宇宙(そら)駆ける夢
韓国の科学技術衛星2号を搭載した初の自前ロケットKSLV-1はどうやら軌道投入に失敗した模様です。模様ですと言うのは、未だ衛星との間の通信が確立できず衛星そのものの軌道位置を当局が把握出来ていないからで、今の時代に考えられない事態で、ちょっとあきれてしまいました。我が国がソ連、米国、フランスについで人工衛星の打ち上げに成功したのは1970年2月でした。その後「おおすみ」と命名されたL-4Sロケットの4段目は打ち上げ後順調に飛行を続けましたが、その間グァム、ハワイ等の各地上局が衛星からのビーコン電波を受信し続け、サンチアゴ、ヨハネスブルグで受診された時に打ち上げ成功の祝電が寄せられたように記憶しています。
韓国当局は自力での衛星の把握が出来ず、米国NORDの観測データーに頼る方針のようですが、あれから40年も経っているのに衛星打ち上げ国の能力としてはちょっと考えられないレベルの低すぎる話です。そもそも衛星の切り離しはあらかじめプログラムされた慣性誘導装置によって行われるはずですが、設定高度306Kmに対して342Kmでは誤差が12%もあり、科学技術衛星打ち上げどころのレベルではありません。
※追記 その後失敗の原因について新たな発表がありました。それによれば韓国が開発した衛星のフェアリングの分離に失敗し、残った片側のフェアリングの重量によって衛星は軌道投入速度に達することが出来ず、地上に落下して消滅した模様とのことです。これまで発表の内容が二転三転しましたので、最終報告が出されるまでは中間報告的なものと考えた方が良さそうです。
韓国には南北間の戦争状態によって、ロケット開発が制限され続けた不幸な歴史がありますし、我が国も固体ロケットから液体ロケットへの転換に米国のデルタロケットの技術を導入し、国産のH-Ⅱにつなげるまで20年程費やしていますから、あまり功をあせらず地道に努力を続けて欲しいものです。
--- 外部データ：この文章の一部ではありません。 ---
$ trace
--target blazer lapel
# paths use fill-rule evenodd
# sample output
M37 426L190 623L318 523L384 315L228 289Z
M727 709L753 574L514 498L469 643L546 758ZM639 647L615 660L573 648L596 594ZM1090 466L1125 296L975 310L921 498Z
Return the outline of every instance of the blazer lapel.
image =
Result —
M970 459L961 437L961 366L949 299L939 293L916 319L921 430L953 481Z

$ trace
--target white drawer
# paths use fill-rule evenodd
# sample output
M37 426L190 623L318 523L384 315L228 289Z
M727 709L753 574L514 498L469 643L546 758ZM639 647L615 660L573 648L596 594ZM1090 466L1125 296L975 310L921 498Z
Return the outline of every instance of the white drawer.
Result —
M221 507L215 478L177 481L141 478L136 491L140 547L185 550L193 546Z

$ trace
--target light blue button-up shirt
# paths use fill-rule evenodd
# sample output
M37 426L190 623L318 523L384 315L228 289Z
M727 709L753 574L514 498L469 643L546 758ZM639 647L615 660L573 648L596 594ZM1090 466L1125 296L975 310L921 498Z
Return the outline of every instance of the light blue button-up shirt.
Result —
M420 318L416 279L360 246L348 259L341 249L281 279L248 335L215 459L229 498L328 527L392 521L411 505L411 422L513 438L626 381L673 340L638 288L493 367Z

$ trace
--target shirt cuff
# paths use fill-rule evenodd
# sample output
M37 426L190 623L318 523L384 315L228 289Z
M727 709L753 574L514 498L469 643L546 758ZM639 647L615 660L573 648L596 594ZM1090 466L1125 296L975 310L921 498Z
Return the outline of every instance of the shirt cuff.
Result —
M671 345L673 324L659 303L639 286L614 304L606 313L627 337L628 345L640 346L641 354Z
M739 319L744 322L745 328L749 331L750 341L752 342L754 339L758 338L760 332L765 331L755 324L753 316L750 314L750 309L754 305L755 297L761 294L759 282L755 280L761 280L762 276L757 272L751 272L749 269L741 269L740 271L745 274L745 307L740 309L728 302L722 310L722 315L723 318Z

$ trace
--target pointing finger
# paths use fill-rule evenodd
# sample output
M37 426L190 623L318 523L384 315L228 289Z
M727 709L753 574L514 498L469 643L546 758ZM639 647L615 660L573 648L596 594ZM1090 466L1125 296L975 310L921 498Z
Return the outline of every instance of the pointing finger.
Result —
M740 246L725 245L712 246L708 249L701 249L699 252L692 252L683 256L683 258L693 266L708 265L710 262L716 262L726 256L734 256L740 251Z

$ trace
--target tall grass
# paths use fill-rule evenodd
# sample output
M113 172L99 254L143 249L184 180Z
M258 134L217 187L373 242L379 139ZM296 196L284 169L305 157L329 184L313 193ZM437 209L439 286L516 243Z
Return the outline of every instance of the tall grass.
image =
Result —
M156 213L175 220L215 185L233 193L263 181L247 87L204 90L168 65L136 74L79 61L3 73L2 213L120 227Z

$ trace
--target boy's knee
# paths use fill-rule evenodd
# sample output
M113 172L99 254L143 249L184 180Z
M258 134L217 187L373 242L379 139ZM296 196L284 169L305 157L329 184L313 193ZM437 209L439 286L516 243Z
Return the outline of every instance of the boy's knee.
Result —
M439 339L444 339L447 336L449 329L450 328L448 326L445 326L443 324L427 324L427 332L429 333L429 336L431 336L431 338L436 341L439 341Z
よその国のことはこれくらいにして、H-ⅡBの話題です。いよいよ来月9月11日にH-ⅡBの初号機となる試験機がHTV:宇宙ステーション補給機の技術実証機を搭載して種子島から打ち上げられます。HTVも23日には無事フェアリングに収められて順調に作業が進んでいるようです。これまで我が国の宇宙ロケットは各段すべて1基のエンジンしか搭載していませんでした。これに対してロシア、中国などはエンジンを束ねて使用するクラスター化によって大きな推力を得ていました。HTVは質量が10.5トン、ペイロード6トンもあるため、初めてメインエンジンLE-7を2基にすることによって打ち上げ能力を増加させたものです。H-ⅡAはいままで15回の打ち上げにおいてLE-7の不調による失敗は起きていません。(6号機は途中で指令破壊されましたが、SRB:個体ロケットブースターのノズル破損による信号ケーブル損傷によるものです) 搭載するLE-7も従来通り実機でそれぞれ燃焼試験を行っていますので、まず間違いは無かろうと思うのですが無事上がることを祈っています。
またHTVは直径4.4m、高さ11mで大型バス並みの大きさと言われていますが、アポロ宇宙船の指令・機械船のサイズが3.9m、11mでしたのでそれに肩を並べる大きさで、米・ロに大きく遅れをとった我が国の宇宙技術もやっとここまで辿り着いたかと感慨深いものがあります。近い将来スペースシャトルが老朽化によって退役してしまうと宇宙に大型設備を運べるのはHTVだけになってしまうので、その存在意義はますます大きなものとなってきます。
更に最近HTVを改造して有人宇宙船を作るプランも発表されていますが、政権の行方もあり、今のところこちらは大いなる夢と言ったところですか。